Будет неправильно сказать, что за три дня пути мы сплотились в дружную команду. Свыклись друг с другом – это вернее. Мы с Кауфманами не разрушали наш маленький сплоченный коллектив: я держал их в поле зрения, потому что обещал приглядывать за ними, они не отходили от меня по той же причине. Иногда во время остановок к нам присоединялся Хатори, еще реже – Ахиллес; остальным реалерам до нас и вовсе не было дела. Беседовали о разном, но предпочитали не затрагивать серьезные темы. Просто все чувствовали себя усталыми, и ничего путного из тех разговоров не вышло бы. Я судил об этом по себе: сколько ни пытался дядя Наум за время пути объяснить мне детали своего замысла, сколько ни тряс у меня перед носом дневниками прапрадедушки, я каждый раз уходил от разговора – чересчур заумно все это выглядело для капитана Гроулера. Вероятно, в спокойной обстановке я бы вник во все премудрости и познал принцип спасения мира по Кауфману, но только не сегодня. Трудно постигать древние истины, удерживая при этом ушки на макушке и поминутно озираясь в ожидании вражеской атаки.
Я верил в идеи Наума Исааковича и без доказательств, надеясь, что впоследствии он растолкует мне все не спеша и популярно. Разумеется, когда наша грандиозная авантюра благополучно завершится. В противном случае специфические знания об изнанке «Серебряных Врат» вряд ли окажутся для меня интересными. А тем более будут мной где-либо востребованы. Тогда уж лучше потратить время более практично. Например, ознакомиться с устройством печных термоэлементов – эта наука уж точно не отложится в голове бесполезным балластом и всегда будет востребована в условиях Жестокого Нового Мира.
Почти все, что рассказывали о штаб-квартире маршалов забредавшие к нам в поселок беженцы, на поверку оказалось правдой. Все, кроме того, что она якобы сильно разрушена. В нескольких километрах к востоку от Пирамиды действительно находился участок с разрушенными зданиями, подобный тому, какой мы с Кауфманами наблюдали по прибытии в центр. Саму штаб-квартиру разрушения миновали, а обратить ее в руины могла разве что ядерная ракета эры Сепаратизма. Гигантская белокаменная пирамида с вершиной из ярко-красного кварца – там располагался знаменитый зал Закона, в котором хранился один из первых экземпляров конституции Великого Альянса, – пребывала в запустении, что было различимо уже издали. Окон в Пирамиде не имелось, так что определить, был ли внутри пожар, мы не могли. Хотя что-то похожее на следы копоти, издалека приметной на белых стенах, наблюдалось у немногочисленных выходов из здания.

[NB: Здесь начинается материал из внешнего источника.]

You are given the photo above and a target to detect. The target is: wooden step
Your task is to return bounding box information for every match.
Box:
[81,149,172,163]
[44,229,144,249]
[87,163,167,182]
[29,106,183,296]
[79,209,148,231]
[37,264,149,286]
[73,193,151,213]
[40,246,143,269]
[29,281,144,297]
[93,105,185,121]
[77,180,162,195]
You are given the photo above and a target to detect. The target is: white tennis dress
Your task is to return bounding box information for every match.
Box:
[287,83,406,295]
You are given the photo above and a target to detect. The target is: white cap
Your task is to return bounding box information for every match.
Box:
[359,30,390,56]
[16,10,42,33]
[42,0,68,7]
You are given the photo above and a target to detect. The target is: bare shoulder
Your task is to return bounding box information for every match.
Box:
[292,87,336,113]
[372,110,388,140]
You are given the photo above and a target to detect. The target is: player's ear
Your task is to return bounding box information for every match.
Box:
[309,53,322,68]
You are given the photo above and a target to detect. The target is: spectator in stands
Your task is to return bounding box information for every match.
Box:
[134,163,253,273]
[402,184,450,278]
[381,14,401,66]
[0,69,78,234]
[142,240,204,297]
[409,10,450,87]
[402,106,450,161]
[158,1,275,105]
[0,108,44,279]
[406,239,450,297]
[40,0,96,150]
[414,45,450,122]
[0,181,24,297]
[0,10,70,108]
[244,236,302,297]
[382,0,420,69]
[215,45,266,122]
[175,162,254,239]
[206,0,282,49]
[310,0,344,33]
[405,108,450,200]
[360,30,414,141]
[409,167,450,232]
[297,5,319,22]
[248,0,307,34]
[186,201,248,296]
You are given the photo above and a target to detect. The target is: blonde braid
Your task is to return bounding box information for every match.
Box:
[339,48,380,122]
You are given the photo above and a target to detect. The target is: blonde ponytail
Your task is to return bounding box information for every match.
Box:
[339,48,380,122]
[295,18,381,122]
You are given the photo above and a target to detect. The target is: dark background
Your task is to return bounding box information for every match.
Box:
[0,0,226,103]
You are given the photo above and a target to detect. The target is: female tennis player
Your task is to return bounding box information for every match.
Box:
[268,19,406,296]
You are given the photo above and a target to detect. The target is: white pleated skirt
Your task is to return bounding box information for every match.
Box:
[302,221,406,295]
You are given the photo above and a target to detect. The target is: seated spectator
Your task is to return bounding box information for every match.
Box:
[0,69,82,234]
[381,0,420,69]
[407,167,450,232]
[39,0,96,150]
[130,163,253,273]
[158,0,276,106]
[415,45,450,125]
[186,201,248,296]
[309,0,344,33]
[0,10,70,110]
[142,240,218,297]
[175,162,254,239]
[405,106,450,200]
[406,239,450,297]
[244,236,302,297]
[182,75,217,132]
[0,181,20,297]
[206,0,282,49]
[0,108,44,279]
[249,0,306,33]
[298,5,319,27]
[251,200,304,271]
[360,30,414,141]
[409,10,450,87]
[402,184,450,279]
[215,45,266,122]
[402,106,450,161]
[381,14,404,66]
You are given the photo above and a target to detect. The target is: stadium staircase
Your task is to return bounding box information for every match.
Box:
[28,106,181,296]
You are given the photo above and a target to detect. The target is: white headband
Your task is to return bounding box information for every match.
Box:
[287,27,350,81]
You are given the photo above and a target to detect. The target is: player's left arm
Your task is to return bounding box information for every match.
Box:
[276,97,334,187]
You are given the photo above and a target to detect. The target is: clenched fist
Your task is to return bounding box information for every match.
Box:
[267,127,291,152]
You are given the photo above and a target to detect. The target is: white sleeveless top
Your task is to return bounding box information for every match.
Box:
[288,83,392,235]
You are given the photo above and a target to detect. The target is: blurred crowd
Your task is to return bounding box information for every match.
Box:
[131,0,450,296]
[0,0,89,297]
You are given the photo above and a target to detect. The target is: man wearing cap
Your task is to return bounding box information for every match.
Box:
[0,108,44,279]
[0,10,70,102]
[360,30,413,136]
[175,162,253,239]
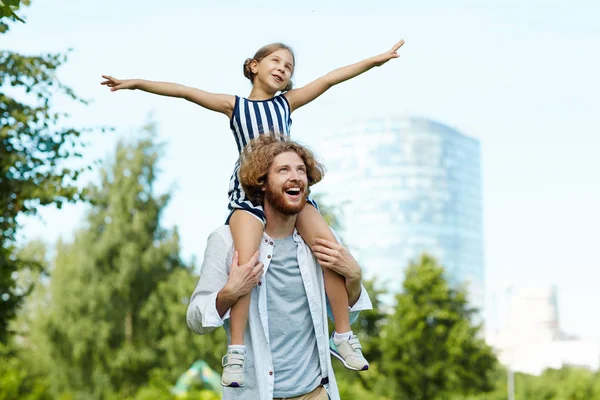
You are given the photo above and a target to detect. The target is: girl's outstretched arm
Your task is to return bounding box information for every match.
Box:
[285,40,404,110]
[100,75,235,118]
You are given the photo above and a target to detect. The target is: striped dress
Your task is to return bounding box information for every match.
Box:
[225,94,317,225]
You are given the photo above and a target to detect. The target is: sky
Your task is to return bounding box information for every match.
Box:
[0,0,600,338]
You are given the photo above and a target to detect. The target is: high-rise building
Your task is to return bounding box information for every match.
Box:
[487,287,600,375]
[318,118,484,308]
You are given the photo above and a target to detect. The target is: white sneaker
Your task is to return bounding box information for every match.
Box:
[329,332,369,371]
[221,350,246,387]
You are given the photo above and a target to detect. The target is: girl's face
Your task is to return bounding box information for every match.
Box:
[251,49,294,94]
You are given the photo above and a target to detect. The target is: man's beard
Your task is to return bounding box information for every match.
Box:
[265,184,306,215]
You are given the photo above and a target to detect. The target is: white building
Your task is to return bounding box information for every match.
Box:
[488,287,600,375]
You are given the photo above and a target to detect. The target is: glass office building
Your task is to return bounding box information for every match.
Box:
[315,118,484,308]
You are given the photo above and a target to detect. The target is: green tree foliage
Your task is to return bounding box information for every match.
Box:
[0,0,29,33]
[0,0,94,343]
[25,127,225,399]
[381,255,496,400]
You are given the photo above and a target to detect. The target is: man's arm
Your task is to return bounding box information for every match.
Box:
[215,250,263,318]
[312,239,362,307]
[187,232,263,334]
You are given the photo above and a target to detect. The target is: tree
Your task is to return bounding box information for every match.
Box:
[381,255,497,400]
[0,0,95,343]
[0,0,29,33]
[32,126,225,399]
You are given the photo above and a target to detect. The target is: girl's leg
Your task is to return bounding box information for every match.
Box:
[229,210,264,345]
[296,204,350,333]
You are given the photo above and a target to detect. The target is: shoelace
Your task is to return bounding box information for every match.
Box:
[348,335,362,351]
[223,353,244,367]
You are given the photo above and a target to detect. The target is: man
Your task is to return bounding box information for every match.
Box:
[187,135,372,400]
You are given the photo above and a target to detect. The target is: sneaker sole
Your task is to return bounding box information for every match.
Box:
[329,347,369,371]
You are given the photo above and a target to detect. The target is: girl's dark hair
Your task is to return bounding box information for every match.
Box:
[244,43,296,92]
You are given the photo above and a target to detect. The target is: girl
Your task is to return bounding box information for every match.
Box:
[101,40,404,387]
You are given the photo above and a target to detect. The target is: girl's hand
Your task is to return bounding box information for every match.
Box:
[100,75,135,92]
[374,40,404,67]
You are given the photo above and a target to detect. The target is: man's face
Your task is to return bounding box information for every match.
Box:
[263,152,308,215]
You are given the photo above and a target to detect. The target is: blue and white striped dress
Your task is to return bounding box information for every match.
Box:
[225,94,317,225]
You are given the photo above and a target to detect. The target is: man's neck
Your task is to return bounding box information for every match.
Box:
[263,201,298,239]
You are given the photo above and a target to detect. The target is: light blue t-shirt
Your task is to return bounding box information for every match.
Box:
[265,236,321,397]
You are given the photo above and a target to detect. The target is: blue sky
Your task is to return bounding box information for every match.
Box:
[5,0,600,337]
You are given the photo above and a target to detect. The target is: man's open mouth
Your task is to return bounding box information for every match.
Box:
[285,188,302,197]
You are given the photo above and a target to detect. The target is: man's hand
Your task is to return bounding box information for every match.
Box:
[373,40,404,67]
[312,239,362,306]
[100,75,135,92]
[216,250,263,318]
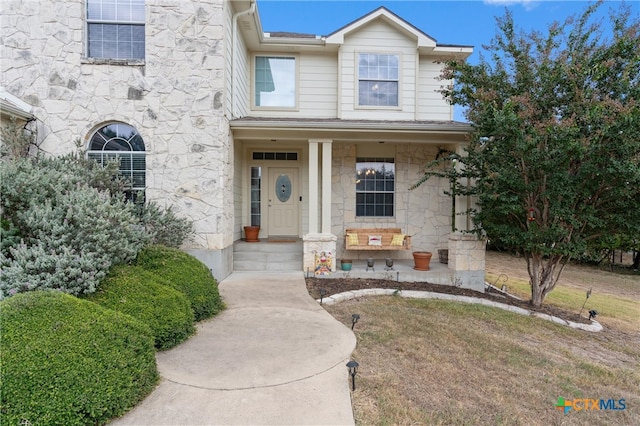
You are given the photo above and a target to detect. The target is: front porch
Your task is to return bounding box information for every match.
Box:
[233,234,484,291]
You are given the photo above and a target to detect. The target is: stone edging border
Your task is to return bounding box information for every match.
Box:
[317,288,603,332]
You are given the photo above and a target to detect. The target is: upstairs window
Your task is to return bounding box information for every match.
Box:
[358,53,400,107]
[356,157,396,217]
[253,56,298,108]
[87,123,147,201]
[87,0,144,59]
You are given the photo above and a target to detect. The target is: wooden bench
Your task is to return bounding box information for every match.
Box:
[344,228,411,250]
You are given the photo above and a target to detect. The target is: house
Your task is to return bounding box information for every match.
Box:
[0,0,484,289]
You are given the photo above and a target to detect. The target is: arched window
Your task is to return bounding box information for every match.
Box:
[87,123,146,201]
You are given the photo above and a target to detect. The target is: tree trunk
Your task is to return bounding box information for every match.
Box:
[525,253,566,307]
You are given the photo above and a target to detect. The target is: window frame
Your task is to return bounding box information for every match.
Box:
[85,121,147,200]
[250,52,300,111]
[354,51,402,110]
[83,0,147,65]
[354,156,397,219]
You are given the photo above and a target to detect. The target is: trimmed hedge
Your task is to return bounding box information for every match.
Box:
[0,291,158,425]
[86,265,195,350]
[136,245,224,321]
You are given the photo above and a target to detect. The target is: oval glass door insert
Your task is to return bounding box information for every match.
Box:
[276,175,291,203]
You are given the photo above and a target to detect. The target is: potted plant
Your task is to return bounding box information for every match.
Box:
[413,251,433,271]
[244,225,260,243]
[438,249,449,263]
[340,259,353,271]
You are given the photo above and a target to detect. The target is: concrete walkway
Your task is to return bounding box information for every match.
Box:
[111,272,356,425]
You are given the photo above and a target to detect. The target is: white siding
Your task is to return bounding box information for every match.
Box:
[340,20,417,120]
[299,55,338,118]
[248,53,338,118]
[224,2,249,117]
[417,57,453,121]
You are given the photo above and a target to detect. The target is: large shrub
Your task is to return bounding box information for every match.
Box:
[0,154,192,300]
[138,202,194,248]
[136,245,224,321]
[86,265,195,350]
[0,291,158,425]
[0,158,145,299]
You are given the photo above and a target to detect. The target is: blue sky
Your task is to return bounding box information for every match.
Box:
[257,0,640,121]
[258,0,640,63]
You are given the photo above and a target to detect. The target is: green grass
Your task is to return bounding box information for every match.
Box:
[325,297,640,425]
[487,274,640,331]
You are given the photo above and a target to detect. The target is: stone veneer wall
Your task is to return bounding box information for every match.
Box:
[0,0,234,278]
[331,143,451,259]
[448,233,487,292]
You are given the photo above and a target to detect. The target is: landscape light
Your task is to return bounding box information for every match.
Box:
[384,257,393,271]
[351,314,360,330]
[347,360,359,390]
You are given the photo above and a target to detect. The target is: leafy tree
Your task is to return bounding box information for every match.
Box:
[417,2,640,306]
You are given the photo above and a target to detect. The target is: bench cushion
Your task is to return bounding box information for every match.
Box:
[345,228,411,250]
[391,234,405,246]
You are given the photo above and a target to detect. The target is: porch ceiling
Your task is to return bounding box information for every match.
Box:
[230,117,473,144]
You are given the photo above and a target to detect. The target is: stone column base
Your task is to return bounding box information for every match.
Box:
[302,234,338,276]
[449,234,487,292]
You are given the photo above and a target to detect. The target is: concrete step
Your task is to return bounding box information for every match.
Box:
[233,260,302,272]
[233,241,303,271]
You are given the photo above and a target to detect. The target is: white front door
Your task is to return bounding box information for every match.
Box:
[266,167,300,236]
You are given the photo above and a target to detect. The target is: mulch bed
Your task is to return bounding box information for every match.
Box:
[306,278,591,324]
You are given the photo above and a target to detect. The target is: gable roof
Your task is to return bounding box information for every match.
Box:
[326,6,437,48]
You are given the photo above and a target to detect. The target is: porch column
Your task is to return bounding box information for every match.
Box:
[302,139,336,275]
[309,140,318,234]
[322,140,332,235]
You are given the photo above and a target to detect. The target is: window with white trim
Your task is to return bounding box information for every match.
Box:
[356,157,396,217]
[87,123,147,200]
[253,56,298,108]
[358,53,400,107]
[87,0,145,59]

Именно эти следы придавали Пирамиде пятнистую черно-белую окраску березовой коры. Фиаскеры, чьих рук дело мы наблюдали, не добрались только до кварцевой верхушки Пирамиды, хотя разнести вдребезги зал Закона должно было, по идее, считаться делом чести для любого уважающего себя вандала; наверное, лентяи просто поленились взбираться по лестницам на километровую высоту. Кроваво-красный наконечник – отличительная черта всех маршальских Пирамид планеты, как и прежде, сверкал на солнце рубиновыми искрами, отчего сразу же выделял штаб-квартиру слуг закона из массы прочих строений, тоже довольно оригинальных по архитектуре.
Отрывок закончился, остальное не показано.